Published online Dec 16, 2021. doi: 10.4253/wjge.v13.i12.607
Peer-review started: March 19, 2021
First decision: May 4, 2021
Revised: May 17, 2021
Accepted: November 24, 2021
Article in press: November 24, 2021
Published online: December 16, 2021
Processing time: 269 Days and 17.2 Hours
Endoscopic retrograde cholangiopancreatography (ERCP) with stenting is the treatment modality of choice for patients with benign and malignant bile duct obstruction. ERCP could fail in cases of duodenal obstruction, duodenal diverticulum, ampullary neoplastic infiltration or surgically altered anatomy. In these cases percutaneous biliary drainage (PTBD) is traditionally used as a rescue procedure but is related to high morbidity and mortality and lower quality of life. Endoscopic ultrasound-guided biliary drainage (EUS-BD) is a relatively new interventional procedure that arose due to the development of curvilinear echoendoscope and the various endoscopic devices. A large amount of data is already collected that proves its efficacy, safety and ability to replace PTBD in cases of ERCP failure. It is also possible that EUS-BD could be chosen as a first-line treatment option in some clinical scenarios in the near future. Several EUS-BD techniques are developed EUS-guided transmural stenting, antegrade stenting and rendezvous technique and can be personalized depending on the individual anatomy. EUS-BD is normally performed in the same session from the same endoscopist in case of ERCP failure. The lack of training, absence of enough dedicated devices and lack of standardization still makes EUS-BD a difficult and not very popular procedure, which is related to life-threatening adverse events. Developing training models, dedicated devices and guidelines hopefully will make EUS-BD easier, safer and well accepted in the future. This paper focuses on the technical aspects of the different EUS-BD procedures, available literature data, advantages, negative aspects and the future perspectives of these modalities.

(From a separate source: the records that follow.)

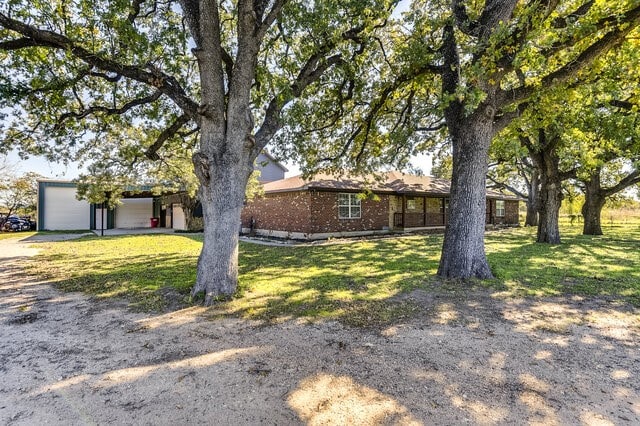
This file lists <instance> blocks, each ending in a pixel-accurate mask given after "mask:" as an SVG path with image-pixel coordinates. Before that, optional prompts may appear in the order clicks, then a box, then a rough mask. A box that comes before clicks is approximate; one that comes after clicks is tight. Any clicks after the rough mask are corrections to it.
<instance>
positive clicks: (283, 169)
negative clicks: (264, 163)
mask: <svg viewBox="0 0 640 426" xmlns="http://www.w3.org/2000/svg"><path fill="white" fill-rule="evenodd" d="M261 154H262V155H264V156H265V157H267V158H268V159H269V161H271V162H272V163H273V164H274V165H276V166H278V167H280V168H281V169H282V170H283V171H285V172H288V171H289V169H287V168H286V167H285V166H283V165H282V164H281V163H280V162H279V161H278V160H276V159H275V158H274V157H273V156H272V155H271V154H269V152H268V151H267V150H266V149H265V150H262V153H261Z"/></svg>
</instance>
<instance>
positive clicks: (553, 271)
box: [32, 224, 640, 324]
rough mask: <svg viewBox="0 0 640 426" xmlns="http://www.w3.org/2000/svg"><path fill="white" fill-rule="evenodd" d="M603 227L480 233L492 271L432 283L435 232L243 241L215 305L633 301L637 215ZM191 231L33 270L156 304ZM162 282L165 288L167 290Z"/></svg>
mask: <svg viewBox="0 0 640 426" xmlns="http://www.w3.org/2000/svg"><path fill="white" fill-rule="evenodd" d="M604 231H605V234H606V235H605V236H601V237H590V236H582V235H580V232H581V228H580V227H578V226H575V227H568V226H565V227H563V229H562V235H563V244H561V245H556V246H552V245H543V244H536V243H535V242H534V240H535V229H525V228H520V229H510V230H504V231H498V232H492V233H488V234H487V236H486V250H487V256H488V259H489V262H490V264H491V266H492V269H493V271H494V273H495V275H496V279H495V280H488V281H482V282H479V281H478V282H473V283H456V282H442V280H440V279H438V278H437V277H436V276H435V273H436V270H437V267H438V259H439V256H440V247H441V244H442V236H440V235H427V236H425V235H416V236H408V237H398V238H386V239H379V240H369V241H358V242H351V243H347V244H334V245H324V246H307V247H269V246H262V245H254V244H245V243H242V244H241V246H240V285H239V292H238V295H237V297H236V298H234V299H233V300H231V301H228V302H224V303H221V304H220V305H219V306H218V307H217V308H216V309H215V311H214V312H216V313H219V314H221V315H222V314H224V315H228V314H232V315H238V316H242V317H247V318H256V319H272V318H278V317H282V316H296V317H308V318H311V319H313V318H336V319H343V320H346V321H348V322H350V323H353V324H366V323H369V322H387V321H389V320H392V319H394V320H395V319H398V317H401V316H404V315H411V312H412V311H413V310H414V309H417V307H416V306H413V305H412V304H411V303H412V302H409V301H407V299H401V298H394V296H396V295H400V294H402V293H407V292H410V291H411V290H414V289H424V290H427V291H434V292H438V291H446V292H456V291H460V292H462V293H461V294H464V293H463V292H464V291H467V289H468V288H469V286H478V287H488V288H490V289H491V290H492V291H495V292H496V293H497V294H499V295H500V296H503V297H510V296H524V295H527V296H545V295H563V294H578V295H587V296H590V295H604V296H610V297H615V298H622V299H625V300H628V301H630V302H631V303H633V304H634V305H635V306H640V224H627V225H624V226H606V227H605V229H604ZM201 245H202V241H201V237H200V236H198V235H190V234H185V235H179V234H175V235H132V236H113V237H102V238H100V237H93V236H89V237H84V238H82V239H79V240H72V241H66V242H59V243H52V244H49V245H48V250H46V251H44V252H43V254H41V255H40V256H38V257H37V258H36V259H35V262H33V266H32V268H33V270H34V271H35V272H36V273H38V274H40V275H43V276H46V277H47V278H50V279H52V280H53V281H55V282H57V283H58V285H59V286H60V287H61V288H63V289H65V290H73V291H78V290H79V291H84V292H87V293H90V294H93V295H96V296H98V297H114V296H124V297H126V298H128V299H129V300H130V301H131V303H132V305H134V306H137V307H139V308H140V309H145V310H154V309H161V308H162V307H163V305H164V303H165V299H164V296H162V293H166V292H167V289H170V292H171V293H174V294H175V293H176V291H177V293H178V294H179V297H181V298H184V299H185V300H187V298H188V294H189V290H190V288H191V286H192V283H193V281H194V280H195V266H196V261H197V257H198V254H199V252H200V248H201ZM171 289H173V290H171Z"/></svg>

Core Tip: Endoscopic retrograde cholangiopancreatography is the current standard of care for bile duct obstruction but is not always possible. The traditional rescue modality is percutaneous transhepatic biliary drainage which has many disadvantages. Endosonography-guided biliary drainage is a new promising interventional technique, showing many advantages over percutaneous biliary drainage and is able to fully replace it when the expertise is available. Developing new devices, training models and guidelines is expected to make this procedure easier, safe and widely accepted in the near future.